A 11h locales (17 heures françaises), il est arrivé devant l’estrade installée au siège du PGA Tour américain comme un écolier pris la main dans le sac de sport du voisin : petite mine pas trop fière, silence de cathédrale (un public d’amis et de partenaires triés sur le volet), et il a lu son texte un petit quart d’heure durant.
Il a souvent essayé de se donner un air ému et tendu, d’avoir le regard grave, bien fixé sur la caméra, mais l’émotion n’a pas traversé l’écran.
Ça ressemblait plus à une figure imposée qu’à une réelle volonté de répondre à toutes les interrogations. Une première étape d’un plan de communication très bien ficelée : ont aussi été données en pâture à la presse internationale quelques photos qui montraient que Woods avait couru mercredi et tapé des balles jeudi.
Pas de golf pour l’instant
A la question essentielle qui obsède tous les fans de golf (« Mais quand va-t-il enfin revenir ?), Tiger Woods a simplement déclaré : « Je compte revenir au golf, mais je ne sais pas encore quand. Je n’exclus pas l’idée que ça puisse être cette année. » Pour le reste, il s’est infligé quelques minutes d’auto-flagellation.
Morceaux choisis : « Je suis profondément désolé d’avoir été aussi bête et aussi égoïste », « Je ne sais pas comment j’ai pu faire ça à ma femme et mes enfants », « Je vous ai tous laissé tombé, vous mes fans, vous mes amis, vous mes sponsors. »
Après cet acte de contrition, il a rendu un vibrant hommage à sa femme, si courageuse dans l’épreuve : « Elin mérite d’être louée, pas critiquée. Il n’y a jamais eu de violence domestique entre nous. »
Puis Woods en a profité pour rappeler que grâce à sa fondation, il avait changé la vie de millions d’enfants (on n’a pas compté jusque-là, mais s’il le dit…), et que la presse était vraiment méchante d’avoir embêté sa maman, sa femme, et d’être allée faire le guet devant l’école de sa fille aînée pour voler quelques photos.
Baisers silencieux
On n’en saura pas plus sur ses incartades, car il a prévenu : « Je comprends qu’il y ait beaucoup de questions, mais toutes les questions et les réponses resteront entre Elin et moi. »
Ce qui tend à confirmer qu’on n’aura jamais droit à la grande séance de confession publique.
Puis, en toute fin de performance, il est allé chercher le réconfort dans les bras et les baisers de sa mère, qui a semblé tout faire pour détourner son regard pendant son intervention, et qui lui a murmuré à l’oreille : « Je suis si fière de toi. Ta mère sera toujours là pour toi, je t’aime », selon le site golfdigest.com.
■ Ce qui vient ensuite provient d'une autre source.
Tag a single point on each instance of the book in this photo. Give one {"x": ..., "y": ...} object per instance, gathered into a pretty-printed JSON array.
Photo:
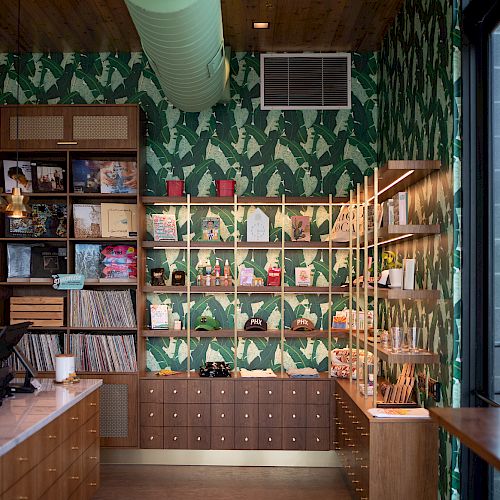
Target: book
[
  {"x": 46, "y": 261},
  {"x": 164, "y": 227},
  {"x": 18, "y": 261},
  {"x": 86, "y": 176},
  {"x": 18, "y": 174},
  {"x": 48, "y": 177},
  {"x": 88, "y": 260},
  {"x": 302, "y": 276},
  {"x": 159, "y": 316},
  {"x": 301, "y": 228},
  {"x": 210, "y": 227},
  {"x": 87, "y": 220},
  {"x": 118, "y": 177},
  {"x": 119, "y": 220},
  {"x": 49, "y": 220}
]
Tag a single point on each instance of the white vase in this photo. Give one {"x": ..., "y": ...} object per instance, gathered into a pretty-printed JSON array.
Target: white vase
[{"x": 396, "y": 278}]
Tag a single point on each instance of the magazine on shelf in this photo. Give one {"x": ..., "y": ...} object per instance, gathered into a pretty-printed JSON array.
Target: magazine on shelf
[
  {"x": 119, "y": 220},
  {"x": 18, "y": 174},
  {"x": 87, "y": 220},
  {"x": 118, "y": 177}
]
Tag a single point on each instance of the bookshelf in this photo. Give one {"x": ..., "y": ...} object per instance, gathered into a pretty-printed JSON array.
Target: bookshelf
[{"x": 85, "y": 132}]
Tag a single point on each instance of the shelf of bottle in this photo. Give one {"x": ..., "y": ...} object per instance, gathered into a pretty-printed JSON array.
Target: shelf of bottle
[
  {"x": 421, "y": 357},
  {"x": 242, "y": 201}
]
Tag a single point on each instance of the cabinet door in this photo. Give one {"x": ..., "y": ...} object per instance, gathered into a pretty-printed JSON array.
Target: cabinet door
[
  {"x": 39, "y": 127},
  {"x": 104, "y": 127}
]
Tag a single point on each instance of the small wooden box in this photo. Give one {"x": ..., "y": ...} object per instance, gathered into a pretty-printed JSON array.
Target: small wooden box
[{"x": 42, "y": 311}]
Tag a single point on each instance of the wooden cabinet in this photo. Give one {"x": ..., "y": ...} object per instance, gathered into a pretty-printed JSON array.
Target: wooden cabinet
[
  {"x": 59, "y": 461},
  {"x": 52, "y": 127}
]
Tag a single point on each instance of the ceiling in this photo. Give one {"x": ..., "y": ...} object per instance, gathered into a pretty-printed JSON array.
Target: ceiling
[{"x": 105, "y": 25}]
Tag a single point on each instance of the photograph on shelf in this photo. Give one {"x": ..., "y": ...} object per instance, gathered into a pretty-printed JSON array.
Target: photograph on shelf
[
  {"x": 48, "y": 177},
  {"x": 119, "y": 220},
  {"x": 88, "y": 260},
  {"x": 87, "y": 220},
  {"x": 118, "y": 177},
  {"x": 301, "y": 228},
  {"x": 159, "y": 316},
  {"x": 18, "y": 174},
  {"x": 210, "y": 227},
  {"x": 164, "y": 227},
  {"x": 86, "y": 176}
]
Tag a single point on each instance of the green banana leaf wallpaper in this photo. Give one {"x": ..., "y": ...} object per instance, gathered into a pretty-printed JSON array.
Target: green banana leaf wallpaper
[{"x": 419, "y": 98}]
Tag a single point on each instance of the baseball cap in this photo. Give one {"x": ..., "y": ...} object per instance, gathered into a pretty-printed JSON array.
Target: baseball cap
[
  {"x": 302, "y": 324},
  {"x": 206, "y": 323},
  {"x": 255, "y": 324}
]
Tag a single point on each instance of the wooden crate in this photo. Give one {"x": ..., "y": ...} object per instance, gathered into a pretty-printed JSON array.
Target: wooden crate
[{"x": 42, "y": 311}]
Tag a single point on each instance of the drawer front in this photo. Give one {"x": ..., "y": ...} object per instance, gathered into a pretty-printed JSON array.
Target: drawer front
[
  {"x": 175, "y": 391},
  {"x": 222, "y": 391},
  {"x": 317, "y": 439},
  {"x": 270, "y": 415},
  {"x": 175, "y": 438},
  {"x": 222, "y": 415},
  {"x": 246, "y": 438},
  {"x": 152, "y": 437},
  {"x": 294, "y": 415},
  {"x": 199, "y": 391},
  {"x": 318, "y": 392},
  {"x": 246, "y": 391},
  {"x": 222, "y": 438},
  {"x": 198, "y": 415},
  {"x": 294, "y": 391},
  {"x": 199, "y": 438},
  {"x": 246, "y": 415},
  {"x": 318, "y": 415},
  {"x": 294, "y": 438},
  {"x": 175, "y": 415},
  {"x": 270, "y": 391},
  {"x": 151, "y": 391},
  {"x": 270, "y": 439},
  {"x": 152, "y": 414}
]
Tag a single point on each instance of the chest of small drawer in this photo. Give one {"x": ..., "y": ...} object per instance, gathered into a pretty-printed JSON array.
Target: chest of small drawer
[{"x": 151, "y": 391}]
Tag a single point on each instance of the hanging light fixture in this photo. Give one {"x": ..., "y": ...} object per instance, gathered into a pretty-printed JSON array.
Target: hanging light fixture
[{"x": 17, "y": 207}]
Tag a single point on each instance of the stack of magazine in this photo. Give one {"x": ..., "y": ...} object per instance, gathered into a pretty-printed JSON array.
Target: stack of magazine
[
  {"x": 103, "y": 353},
  {"x": 102, "y": 309}
]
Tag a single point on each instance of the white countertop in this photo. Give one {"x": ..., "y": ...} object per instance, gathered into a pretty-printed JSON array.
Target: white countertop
[{"x": 24, "y": 414}]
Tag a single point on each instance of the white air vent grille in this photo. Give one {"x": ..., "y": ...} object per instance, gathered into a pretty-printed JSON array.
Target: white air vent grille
[{"x": 305, "y": 81}]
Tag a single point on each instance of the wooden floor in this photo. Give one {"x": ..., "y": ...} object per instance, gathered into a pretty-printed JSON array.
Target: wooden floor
[{"x": 156, "y": 482}]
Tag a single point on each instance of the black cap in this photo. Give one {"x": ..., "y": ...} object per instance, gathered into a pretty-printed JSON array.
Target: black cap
[{"x": 256, "y": 324}]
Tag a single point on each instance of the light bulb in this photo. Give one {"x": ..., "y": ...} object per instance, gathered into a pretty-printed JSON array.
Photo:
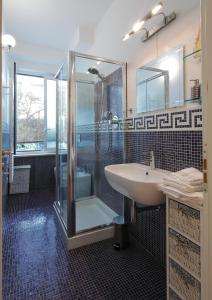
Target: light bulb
[
  {"x": 8, "y": 41},
  {"x": 157, "y": 8},
  {"x": 137, "y": 26},
  {"x": 126, "y": 37}
]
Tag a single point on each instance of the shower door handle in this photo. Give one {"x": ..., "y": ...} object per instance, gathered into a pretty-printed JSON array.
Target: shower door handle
[{"x": 8, "y": 166}]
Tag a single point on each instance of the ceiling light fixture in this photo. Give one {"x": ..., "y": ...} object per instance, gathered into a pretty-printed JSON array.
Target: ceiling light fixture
[
  {"x": 157, "y": 8},
  {"x": 138, "y": 26},
  {"x": 8, "y": 41}
]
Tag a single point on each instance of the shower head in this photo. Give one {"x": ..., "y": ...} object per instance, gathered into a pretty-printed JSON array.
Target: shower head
[{"x": 94, "y": 71}]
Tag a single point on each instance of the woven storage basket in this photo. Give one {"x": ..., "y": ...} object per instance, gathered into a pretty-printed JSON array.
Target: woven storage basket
[
  {"x": 185, "y": 252},
  {"x": 185, "y": 219},
  {"x": 183, "y": 282},
  {"x": 173, "y": 295}
]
Quelques autres amis ont aussi eu droit à une accolade, notamment Notah Begay, devant les regards interdits de l’assistance. Puis il s’en est allé, sans un applaudissement, sans une question, après avoir livré ceci : « Dès demain, je retourne à plus de soins et plus de thérapie. J’ai besoin de retrouver mon équilibre . »
Il ne changera jamais
Ainsi s’est achevée cette « conférence » de presse nouvelle génération, où le public de figurants privilégiés était condamné à rester muet. L’association américaine des journalistes de presse écrite avait d’ailleurs boycotté l’invitation, en raison de quotas trop serrés sur le nombre de participants.
On s’est alors remémoré la récente intervention de John Feinstein, la légende vivante de la presse américaine : « Une chose est certaine : quoi qu’il arrive, il demeurera toujours aussi invisible qu’auparavant et retournera dans son univers une fois ses parcours terminés. »
Vrai qu’on reste sur un drôle de sentiment. Tiger Woods a certes avoué des fautes et ses regrets, mais on aurait vraiment aimé savoir, ou du moins deviner, jusqu’à quel point il était bouleversé par ses errements.
On aurait aimé davantage de spontanéité et d’humanité. Mais de cette pauvre intervention qui transpirait tant la mauvaise mise en scène, on retiendra surtout cet enseignement : rien ne changera chez Woods.
Il gardera sous contrôle tout ce qu’il peut contrôler et en dira toujours le moins possible. Alors il pourra faire tout ce qu’il veut sur les parcours, remporter tous les Majeurs qu’il veut, on sait maintenant que son image s’est dégradée pour toujours, et qu’il ne saura sans doute jamais la réparer.